Earlier that year, fresh out of university, I gathered my collection, squeezed it in an oversized suitcase along with some lookbook shots, and took a Greyhound bus or some other unglamorous mode of transport from Toronto and headed to New York City. I was alone, I knew no one, I had no contacts, I had no business mentors and I had no money. All I knew was that it wasn’t 25-year-old me pulling that enormous, leaded suitcase over the cobblestone streets of SoHo; it was eight-year-old me, determined to realize my childhood dream.

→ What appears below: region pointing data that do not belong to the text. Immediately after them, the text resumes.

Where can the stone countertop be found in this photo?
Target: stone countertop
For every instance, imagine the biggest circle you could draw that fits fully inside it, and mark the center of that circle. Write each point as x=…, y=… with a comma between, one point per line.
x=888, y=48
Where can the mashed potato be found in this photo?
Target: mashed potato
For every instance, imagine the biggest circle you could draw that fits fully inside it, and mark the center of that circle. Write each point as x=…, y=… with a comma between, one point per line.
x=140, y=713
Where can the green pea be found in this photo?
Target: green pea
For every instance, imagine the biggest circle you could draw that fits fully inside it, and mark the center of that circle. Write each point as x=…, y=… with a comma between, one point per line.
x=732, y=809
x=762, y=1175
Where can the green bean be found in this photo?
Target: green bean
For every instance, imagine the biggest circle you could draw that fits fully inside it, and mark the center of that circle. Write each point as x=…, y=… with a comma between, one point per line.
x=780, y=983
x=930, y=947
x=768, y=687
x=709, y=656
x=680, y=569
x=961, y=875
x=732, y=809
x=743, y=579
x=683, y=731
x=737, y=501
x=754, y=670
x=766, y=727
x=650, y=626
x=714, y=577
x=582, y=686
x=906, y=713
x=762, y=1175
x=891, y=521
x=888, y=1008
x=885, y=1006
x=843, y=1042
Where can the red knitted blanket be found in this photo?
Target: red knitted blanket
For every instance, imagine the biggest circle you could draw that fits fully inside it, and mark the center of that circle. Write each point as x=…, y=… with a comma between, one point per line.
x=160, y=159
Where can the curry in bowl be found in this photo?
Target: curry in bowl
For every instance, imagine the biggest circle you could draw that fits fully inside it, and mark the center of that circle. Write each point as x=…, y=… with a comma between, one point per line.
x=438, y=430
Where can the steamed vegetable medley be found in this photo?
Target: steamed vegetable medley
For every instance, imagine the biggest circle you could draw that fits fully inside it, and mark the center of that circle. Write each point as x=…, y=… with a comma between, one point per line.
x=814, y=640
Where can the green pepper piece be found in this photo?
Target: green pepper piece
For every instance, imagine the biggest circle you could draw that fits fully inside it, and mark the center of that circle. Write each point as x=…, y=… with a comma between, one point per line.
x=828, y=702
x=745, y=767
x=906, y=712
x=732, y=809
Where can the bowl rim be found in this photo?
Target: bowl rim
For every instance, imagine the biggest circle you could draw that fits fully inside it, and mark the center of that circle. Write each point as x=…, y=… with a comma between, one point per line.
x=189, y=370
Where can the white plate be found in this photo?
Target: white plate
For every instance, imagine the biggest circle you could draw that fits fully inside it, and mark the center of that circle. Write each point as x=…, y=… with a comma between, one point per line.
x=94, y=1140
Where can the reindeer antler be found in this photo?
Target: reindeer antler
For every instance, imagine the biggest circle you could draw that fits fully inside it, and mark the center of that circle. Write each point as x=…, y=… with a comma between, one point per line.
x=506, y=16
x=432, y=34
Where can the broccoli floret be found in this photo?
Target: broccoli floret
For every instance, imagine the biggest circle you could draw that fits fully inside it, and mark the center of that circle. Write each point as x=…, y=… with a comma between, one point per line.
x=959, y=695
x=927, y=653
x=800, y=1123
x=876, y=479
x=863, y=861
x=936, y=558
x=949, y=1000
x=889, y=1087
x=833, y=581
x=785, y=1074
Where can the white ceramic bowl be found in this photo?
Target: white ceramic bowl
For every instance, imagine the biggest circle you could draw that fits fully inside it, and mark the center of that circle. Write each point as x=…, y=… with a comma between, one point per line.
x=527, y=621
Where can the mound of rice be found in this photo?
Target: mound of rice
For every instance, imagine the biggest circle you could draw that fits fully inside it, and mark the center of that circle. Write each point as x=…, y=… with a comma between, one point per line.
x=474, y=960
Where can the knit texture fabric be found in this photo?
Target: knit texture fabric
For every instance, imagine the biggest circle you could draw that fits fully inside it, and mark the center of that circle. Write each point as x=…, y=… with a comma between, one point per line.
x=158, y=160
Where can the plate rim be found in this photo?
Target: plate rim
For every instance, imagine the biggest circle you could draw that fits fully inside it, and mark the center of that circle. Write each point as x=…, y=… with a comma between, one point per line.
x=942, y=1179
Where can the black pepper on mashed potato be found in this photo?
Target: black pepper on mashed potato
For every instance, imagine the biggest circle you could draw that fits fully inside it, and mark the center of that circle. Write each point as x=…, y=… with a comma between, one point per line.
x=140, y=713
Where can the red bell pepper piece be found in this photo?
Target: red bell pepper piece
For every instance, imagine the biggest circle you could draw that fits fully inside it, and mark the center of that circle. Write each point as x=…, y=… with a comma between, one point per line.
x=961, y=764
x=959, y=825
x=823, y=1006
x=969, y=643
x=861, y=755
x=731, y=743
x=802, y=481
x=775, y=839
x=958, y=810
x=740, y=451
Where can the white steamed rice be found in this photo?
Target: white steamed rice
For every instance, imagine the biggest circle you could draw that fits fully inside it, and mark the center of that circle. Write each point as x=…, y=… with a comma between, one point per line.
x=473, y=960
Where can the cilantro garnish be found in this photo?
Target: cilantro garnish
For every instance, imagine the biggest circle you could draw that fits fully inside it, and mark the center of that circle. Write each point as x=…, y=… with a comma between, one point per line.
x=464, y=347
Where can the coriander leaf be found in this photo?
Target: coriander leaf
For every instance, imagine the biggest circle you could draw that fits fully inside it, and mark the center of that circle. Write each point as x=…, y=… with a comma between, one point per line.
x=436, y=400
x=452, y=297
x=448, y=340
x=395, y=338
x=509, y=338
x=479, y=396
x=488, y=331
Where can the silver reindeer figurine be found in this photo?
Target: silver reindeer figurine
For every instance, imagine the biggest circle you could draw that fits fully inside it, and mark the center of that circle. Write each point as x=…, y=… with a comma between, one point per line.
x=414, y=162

I remember thinking to myself as I marched down those crowded streets, I’m doing this—I’M DOING THIS! EVERYONE, OUT OF MY WAY!! I think I more or less walked into stores and just winged it. Sometimes, you just have to wing it when you don’t have a clue what you’re doing.
The one thing I did know was that I had to forget I was a petite, 5’1 biracial woman from a small, isolated Canadian town with a boring background who was painfully shy. That was definitely not going to fly in the fashion world. So I pretended I was someone else and acted like I was 10 feet tall. And it miraculously seemed to work (!!).
Every remotely interesting clothing shop I came across I seized. And if the buyer wasn’t around, I waited or returned and wrote orders. It was then that I threw myself straight into the fire and started learning hands-on the fashion business and international apparel trade shows. Particularly the shows at the Javitz Center in New York City. Those shows changed my life.
Profile pic of me up top was taken that year for some music/fashion mag in Los Angeles. I don’t remember the name, but I do remember being slightly concerned during prep as the stylist was coming at me with that tin foil thing as I sat trapped in the hair and makeup chair! Got to love the 90s."